Hi, Can anyone help with two problem's that I have. Firstly I have a 168 and the multi power doesn't work, do I have to split the tractor to gain access to the pump and clutch pack or can I just lift the top cover to get access. Secondly I have a 135 and it has started to cut out on idle when hot (never done this before) if I keep the revs up (1100-1200rpm) its fine but there is defiantly something wrong. someone suggested to add a litre of oil to the diesel tank as these new diesels do not have enough oil in it to lubricate the pump.

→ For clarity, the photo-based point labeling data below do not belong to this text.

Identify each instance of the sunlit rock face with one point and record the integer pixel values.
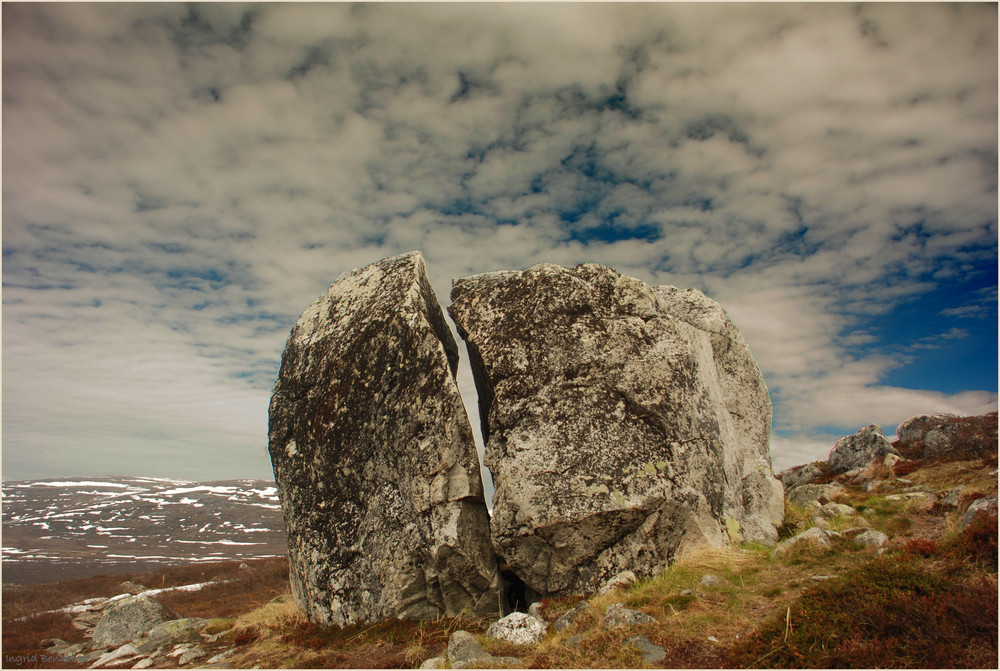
(623, 423)
(374, 456)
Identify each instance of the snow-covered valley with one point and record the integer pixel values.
(78, 527)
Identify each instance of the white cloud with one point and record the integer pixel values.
(204, 171)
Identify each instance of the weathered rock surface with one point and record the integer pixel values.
(945, 434)
(859, 450)
(815, 536)
(128, 618)
(518, 628)
(800, 476)
(915, 428)
(374, 456)
(651, 653)
(623, 423)
(617, 616)
(815, 495)
(984, 506)
(569, 618)
(871, 538)
(464, 647)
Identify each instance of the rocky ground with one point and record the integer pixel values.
(889, 564)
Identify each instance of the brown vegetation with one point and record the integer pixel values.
(928, 601)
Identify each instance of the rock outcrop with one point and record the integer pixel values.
(623, 422)
(944, 436)
(374, 457)
(859, 450)
(128, 618)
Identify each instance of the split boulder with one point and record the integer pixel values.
(374, 457)
(623, 423)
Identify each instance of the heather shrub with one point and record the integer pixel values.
(886, 613)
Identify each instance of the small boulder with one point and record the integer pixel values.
(831, 510)
(128, 618)
(125, 652)
(518, 628)
(651, 653)
(464, 647)
(566, 620)
(623, 579)
(131, 587)
(891, 460)
(812, 495)
(983, 506)
(191, 654)
(814, 536)
(712, 581)
(800, 476)
(871, 539)
(915, 428)
(951, 498)
(617, 616)
(860, 449)
(186, 629)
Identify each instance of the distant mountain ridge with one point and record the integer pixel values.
(57, 529)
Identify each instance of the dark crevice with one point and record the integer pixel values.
(517, 596)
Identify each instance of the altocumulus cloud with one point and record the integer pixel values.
(180, 181)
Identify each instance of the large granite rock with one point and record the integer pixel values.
(859, 450)
(915, 428)
(374, 457)
(623, 422)
(945, 436)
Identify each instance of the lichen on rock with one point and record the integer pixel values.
(623, 423)
(374, 456)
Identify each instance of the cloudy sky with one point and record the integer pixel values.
(181, 181)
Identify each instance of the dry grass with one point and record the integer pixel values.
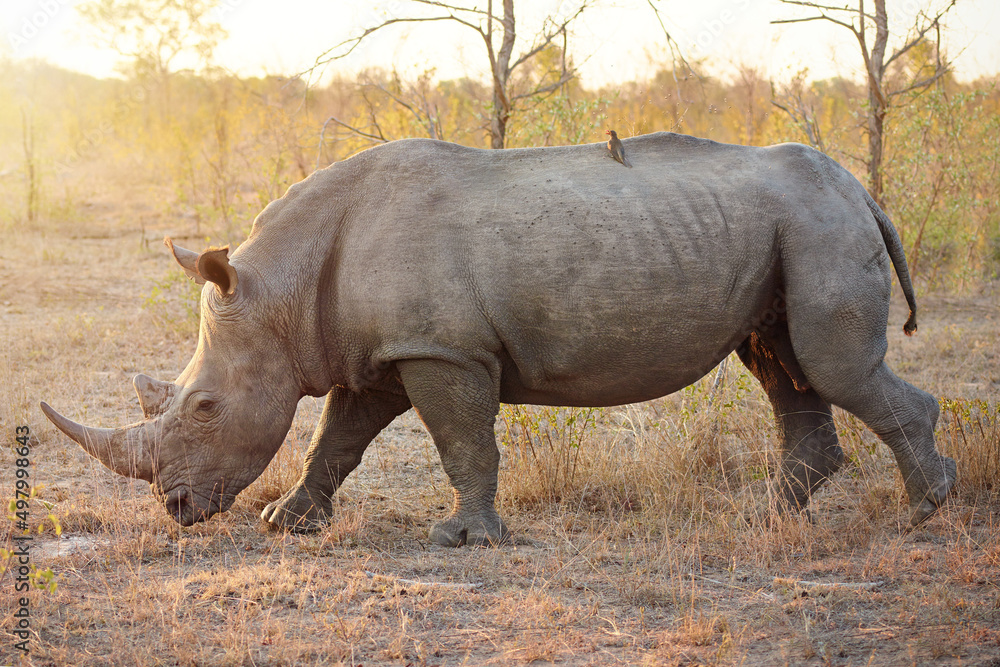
(641, 532)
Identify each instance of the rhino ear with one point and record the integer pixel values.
(213, 265)
(187, 259)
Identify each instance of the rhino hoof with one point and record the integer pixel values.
(458, 531)
(933, 499)
(295, 511)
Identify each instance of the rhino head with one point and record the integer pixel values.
(207, 436)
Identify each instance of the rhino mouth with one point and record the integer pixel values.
(188, 508)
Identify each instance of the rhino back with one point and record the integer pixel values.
(592, 283)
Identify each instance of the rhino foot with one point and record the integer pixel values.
(923, 508)
(299, 510)
(483, 529)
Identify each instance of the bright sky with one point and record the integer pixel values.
(619, 40)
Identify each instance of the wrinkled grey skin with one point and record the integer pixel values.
(449, 279)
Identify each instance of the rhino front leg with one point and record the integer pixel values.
(348, 424)
(459, 404)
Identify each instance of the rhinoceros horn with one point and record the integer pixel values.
(126, 451)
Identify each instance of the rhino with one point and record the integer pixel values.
(448, 279)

Cheers any advice welcome.


----------



## djagoglia

christian17 said:


> Hi, I have a 165 with a multipower i think the cluch or the pump is toast , hirange only has some holdback you get on a steep hill
> and you can feel it give and then youre gone. Ive been reading about bolting or wealding the cluch up to have hi,but if i would bolt or weald would it lulbrecate the front trans bearing,as ive read that it dosnt when in low. I only use the tractor for haying,
> would it be advantagous and cost effective to rebild the multipower instead of wealding and bolting,can anyone give me some
> advice?thanks
> Christian


Hi, did you ever find the answers to your questions? Im going through the same thing now. Thanks


----------



## pogobill

djagoglia said:


> Hi, did you ever find the answers to your questions? Im going through the same thing now. Thanks


Welcome to the forum.
This is an old post and the Original poster has been gone for7 years. I doubt you will get a response from him.
Start a new post of your own, in this same forum, and tell us what your particular issue is and we'll see if we can help you out.
If you need a hand with that I can help you out.


----------